Some of this expansion is driven by real estate opportunities.
“As traditional brands either shrink or disappear altogether, landlords have no choice but to go find somebody else,” Osler’s Mr. Morassutti said. “There are brokers who actively go international trying to entice somebody to come to Canada – because they’re looking for more business.”
E-commerce has also proven how profitable it can be to go direct to consumers. And many of those brands have opened bricks-and-mortar stores, including Casper, eyewear makers Warby Parker and Montreal-based BonLook, and apparel brand Frank & Oak.
David Bell, a former professor at the University of Pennsylvania’s Wharton School, has done research showing that opening physical stores leads to e-commerce sales growth in the surrounding geographic areas.
“There’s kind of a billboard effect when people see your physical stores,” said Mr. Bell, who co-founded New York-based Idea Farm Ventures, which invests in consumer lifestyle brands. Prior to that, Mr. Bell invested in many direct-to-consumer companies, including Warby Parker. “There’s a trust and a veracity that you get from having a physical store.”
Vancouver-based Indochino, which makes bespoke men’s wear, has opened 51 stores across North America. It found that in-store customers spend on average 25 per cent more than they do online, and are 50 per cent more likely to make a purchase in future.
“The ability for brands to control the experience that their customers have … has become really important for retailers like us,” Indochino CEO Drew Green said.
Others, such as the Swiss chocolate maker Laderach, eschew wholesale because of logistics.
“The chocolate is allowed to be in the store only for three weeks, so it’s very fresh.
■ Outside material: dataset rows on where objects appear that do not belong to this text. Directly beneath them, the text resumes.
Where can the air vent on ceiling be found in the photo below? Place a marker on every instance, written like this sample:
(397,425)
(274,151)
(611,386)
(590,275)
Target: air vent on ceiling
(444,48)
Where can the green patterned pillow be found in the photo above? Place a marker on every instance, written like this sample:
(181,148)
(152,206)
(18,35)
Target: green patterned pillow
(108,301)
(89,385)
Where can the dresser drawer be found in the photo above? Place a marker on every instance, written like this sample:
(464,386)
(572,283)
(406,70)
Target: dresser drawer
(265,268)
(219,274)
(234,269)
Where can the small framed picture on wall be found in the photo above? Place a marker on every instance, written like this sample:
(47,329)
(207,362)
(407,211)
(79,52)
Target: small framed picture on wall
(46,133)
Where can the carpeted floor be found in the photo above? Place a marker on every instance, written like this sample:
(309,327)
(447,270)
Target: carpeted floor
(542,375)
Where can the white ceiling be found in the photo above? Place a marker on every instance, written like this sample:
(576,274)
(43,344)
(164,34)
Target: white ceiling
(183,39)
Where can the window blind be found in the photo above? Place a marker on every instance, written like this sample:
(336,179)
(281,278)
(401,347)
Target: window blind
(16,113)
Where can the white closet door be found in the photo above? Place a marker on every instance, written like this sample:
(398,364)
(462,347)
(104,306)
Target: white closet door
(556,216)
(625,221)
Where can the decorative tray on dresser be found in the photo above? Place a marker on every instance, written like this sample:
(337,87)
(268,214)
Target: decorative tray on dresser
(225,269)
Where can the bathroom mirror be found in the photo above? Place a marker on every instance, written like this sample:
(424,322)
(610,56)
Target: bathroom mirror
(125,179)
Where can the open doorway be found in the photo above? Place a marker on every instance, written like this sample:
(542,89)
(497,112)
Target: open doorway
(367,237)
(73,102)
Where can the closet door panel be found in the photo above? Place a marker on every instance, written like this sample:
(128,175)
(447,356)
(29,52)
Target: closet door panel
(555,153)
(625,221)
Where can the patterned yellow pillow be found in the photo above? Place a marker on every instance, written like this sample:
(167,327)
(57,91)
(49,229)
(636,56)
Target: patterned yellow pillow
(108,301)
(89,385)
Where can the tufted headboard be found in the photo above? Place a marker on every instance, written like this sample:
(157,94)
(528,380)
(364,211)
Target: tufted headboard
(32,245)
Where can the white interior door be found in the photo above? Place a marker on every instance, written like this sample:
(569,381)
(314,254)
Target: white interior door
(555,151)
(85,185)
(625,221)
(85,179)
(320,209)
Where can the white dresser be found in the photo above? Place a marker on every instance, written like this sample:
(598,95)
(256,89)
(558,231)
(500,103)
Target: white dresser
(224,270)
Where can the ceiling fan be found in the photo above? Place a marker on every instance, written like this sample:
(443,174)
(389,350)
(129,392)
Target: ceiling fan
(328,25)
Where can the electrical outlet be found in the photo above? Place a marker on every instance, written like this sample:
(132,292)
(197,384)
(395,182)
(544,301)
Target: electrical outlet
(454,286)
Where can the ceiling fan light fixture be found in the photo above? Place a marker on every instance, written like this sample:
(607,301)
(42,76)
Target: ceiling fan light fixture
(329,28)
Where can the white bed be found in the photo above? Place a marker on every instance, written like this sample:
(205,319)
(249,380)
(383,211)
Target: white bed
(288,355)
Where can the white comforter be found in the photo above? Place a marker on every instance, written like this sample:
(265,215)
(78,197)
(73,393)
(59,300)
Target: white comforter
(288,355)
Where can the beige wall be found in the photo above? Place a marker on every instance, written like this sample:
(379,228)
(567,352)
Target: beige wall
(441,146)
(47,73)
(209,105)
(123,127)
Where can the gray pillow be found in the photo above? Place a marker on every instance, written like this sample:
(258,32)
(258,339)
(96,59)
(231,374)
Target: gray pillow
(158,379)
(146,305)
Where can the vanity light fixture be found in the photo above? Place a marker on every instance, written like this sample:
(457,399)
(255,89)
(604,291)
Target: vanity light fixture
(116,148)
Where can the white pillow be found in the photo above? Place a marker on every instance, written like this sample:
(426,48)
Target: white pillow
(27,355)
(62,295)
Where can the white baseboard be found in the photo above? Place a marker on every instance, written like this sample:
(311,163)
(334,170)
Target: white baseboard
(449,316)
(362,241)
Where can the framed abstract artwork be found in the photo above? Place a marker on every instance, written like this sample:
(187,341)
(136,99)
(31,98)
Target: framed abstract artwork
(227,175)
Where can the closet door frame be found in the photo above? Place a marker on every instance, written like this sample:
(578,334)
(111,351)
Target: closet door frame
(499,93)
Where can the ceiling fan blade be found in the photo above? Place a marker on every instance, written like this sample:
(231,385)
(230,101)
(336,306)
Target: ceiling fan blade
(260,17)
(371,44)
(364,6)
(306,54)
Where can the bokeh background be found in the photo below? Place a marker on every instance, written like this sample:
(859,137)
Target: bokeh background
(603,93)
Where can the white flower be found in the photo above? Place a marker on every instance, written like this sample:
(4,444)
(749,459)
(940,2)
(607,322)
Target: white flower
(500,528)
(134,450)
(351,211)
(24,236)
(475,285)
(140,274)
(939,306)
That’s why we have to be at these premium locations because we need the foot traffic, we need the frequency to turn it over,” CEO Johannes Laderach said. “We don’t sell our brand anywhere else except in our stores. Only like this can we be hopefully quicker and fresher than anyone else.”
Stores are also a marketing vehicle. At Laderach’s new location in Toronto’s Eaton Centre, vibrantly coloured models of cocoa beans from Costa Rica, Ghana, Trinidad and Ecuador are exhibited under bell jars, and a sweet smell emanates from the slabs of fresh chocolate stacked on the marble counter. None of this would be possible in a department-store display, Mr. Laderach said.
“Brands have become commoditized in a lot of ways,” Canada Goose’s Mr. Reiss said. “… We’re not selling made-up stories behind products that are made in some mass-produced factory overseas. The stories we’re telling are authentic. Having an immersive environment like this, where we can tell that story, I think is a powerful thing. … It’s important to control our own destiny.”